That puts Pennsylvania on track to become the third state, after Indiana and Illinois, to hire a private lottery manager.
"We're confident that by combining one of the nation's best lotteries with one of the best private-sector lottery industry experts in the world, we'll end up with a win-win proposition to grow and protect Lottery profits for decades to come," Secretary of Revenue Dan Meuser told employees in the email obtained by The Associated Press.
The Pennsylvania Lottery is one of the nation's largest.
Administration officials have maintained that Camelot's commitment of $34 billion in lottery profits over 20 years is a better deal than state employees could deliver as the state eyes growing demand for state services for the elderly that are underwritten by the lottery.
Meuser told employees that the contract has been formally awarded, but Camelot cannot begin work until the contract receives final reviews and signatures required for execution. That is expected to happen next week, he said.

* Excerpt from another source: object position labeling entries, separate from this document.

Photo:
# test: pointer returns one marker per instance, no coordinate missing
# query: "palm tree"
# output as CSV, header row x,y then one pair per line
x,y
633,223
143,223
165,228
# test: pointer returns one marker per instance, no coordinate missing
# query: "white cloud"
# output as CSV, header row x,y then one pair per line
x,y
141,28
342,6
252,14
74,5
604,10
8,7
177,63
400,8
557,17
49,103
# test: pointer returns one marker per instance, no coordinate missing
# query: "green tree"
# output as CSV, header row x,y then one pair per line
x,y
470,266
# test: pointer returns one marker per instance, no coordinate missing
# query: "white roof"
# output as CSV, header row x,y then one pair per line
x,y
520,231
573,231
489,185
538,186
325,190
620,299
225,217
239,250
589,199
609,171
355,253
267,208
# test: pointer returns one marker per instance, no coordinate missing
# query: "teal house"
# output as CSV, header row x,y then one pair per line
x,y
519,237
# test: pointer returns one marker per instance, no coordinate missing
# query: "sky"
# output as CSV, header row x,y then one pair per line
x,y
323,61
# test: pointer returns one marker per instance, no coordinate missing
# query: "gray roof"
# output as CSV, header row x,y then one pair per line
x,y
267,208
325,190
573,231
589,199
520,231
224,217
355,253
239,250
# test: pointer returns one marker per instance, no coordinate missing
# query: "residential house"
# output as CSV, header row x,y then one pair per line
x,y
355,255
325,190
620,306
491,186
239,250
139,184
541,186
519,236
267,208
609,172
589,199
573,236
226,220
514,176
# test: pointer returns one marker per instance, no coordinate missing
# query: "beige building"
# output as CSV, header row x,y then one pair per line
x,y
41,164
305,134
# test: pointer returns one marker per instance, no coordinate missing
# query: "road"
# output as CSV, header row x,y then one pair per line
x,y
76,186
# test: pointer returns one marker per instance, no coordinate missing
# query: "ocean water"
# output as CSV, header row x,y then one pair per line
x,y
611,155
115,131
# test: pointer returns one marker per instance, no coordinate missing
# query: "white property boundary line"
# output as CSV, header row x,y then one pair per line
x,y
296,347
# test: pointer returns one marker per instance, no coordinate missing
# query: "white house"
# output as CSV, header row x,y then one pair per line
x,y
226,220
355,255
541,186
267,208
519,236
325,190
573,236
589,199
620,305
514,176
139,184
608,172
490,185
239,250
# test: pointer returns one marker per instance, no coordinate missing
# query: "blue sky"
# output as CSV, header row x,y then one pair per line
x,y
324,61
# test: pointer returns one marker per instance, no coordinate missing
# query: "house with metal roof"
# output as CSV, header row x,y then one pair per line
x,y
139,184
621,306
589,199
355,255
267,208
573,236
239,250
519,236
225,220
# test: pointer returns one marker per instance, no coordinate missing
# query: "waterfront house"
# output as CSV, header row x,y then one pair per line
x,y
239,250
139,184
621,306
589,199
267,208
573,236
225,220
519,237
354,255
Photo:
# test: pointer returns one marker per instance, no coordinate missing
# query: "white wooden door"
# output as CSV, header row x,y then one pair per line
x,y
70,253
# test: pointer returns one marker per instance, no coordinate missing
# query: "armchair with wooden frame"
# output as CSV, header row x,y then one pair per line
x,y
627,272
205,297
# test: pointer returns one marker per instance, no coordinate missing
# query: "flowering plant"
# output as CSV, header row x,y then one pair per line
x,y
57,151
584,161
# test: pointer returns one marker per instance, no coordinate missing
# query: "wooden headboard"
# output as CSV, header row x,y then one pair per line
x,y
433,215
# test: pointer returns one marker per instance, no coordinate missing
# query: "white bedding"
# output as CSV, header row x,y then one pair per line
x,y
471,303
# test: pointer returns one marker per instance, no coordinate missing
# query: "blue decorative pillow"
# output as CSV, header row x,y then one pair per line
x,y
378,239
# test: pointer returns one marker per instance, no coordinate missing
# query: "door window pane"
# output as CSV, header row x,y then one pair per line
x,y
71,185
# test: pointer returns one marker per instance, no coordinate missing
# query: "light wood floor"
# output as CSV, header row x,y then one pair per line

Bringing the process to a successful conclusion is a key test on privatization for Corbett, who promised when he ran for governor that he would look to privatize state services. In addition, securing the contract gives Camelot its biggest footprint yet in the United States.
However, challenges await the Republican governor's agreement with Camelot Global Services.
The union representing state lottery employees is suing to block an agreement with Camelot and has filed a grievance and an unfair labor practice charge. The lawsuit challenges the governor's authority to privatize the lottery's management and expand the scope of lottery gambling that is contemplated by Camelot.
State Treasurer Rob McCord is warning that he may not approve payments to Camelot unless he's satisfied that its planned gambling expansion is authorized by state law.
Messages left for spokespeople for Corbett and Meuser were not immediately returned.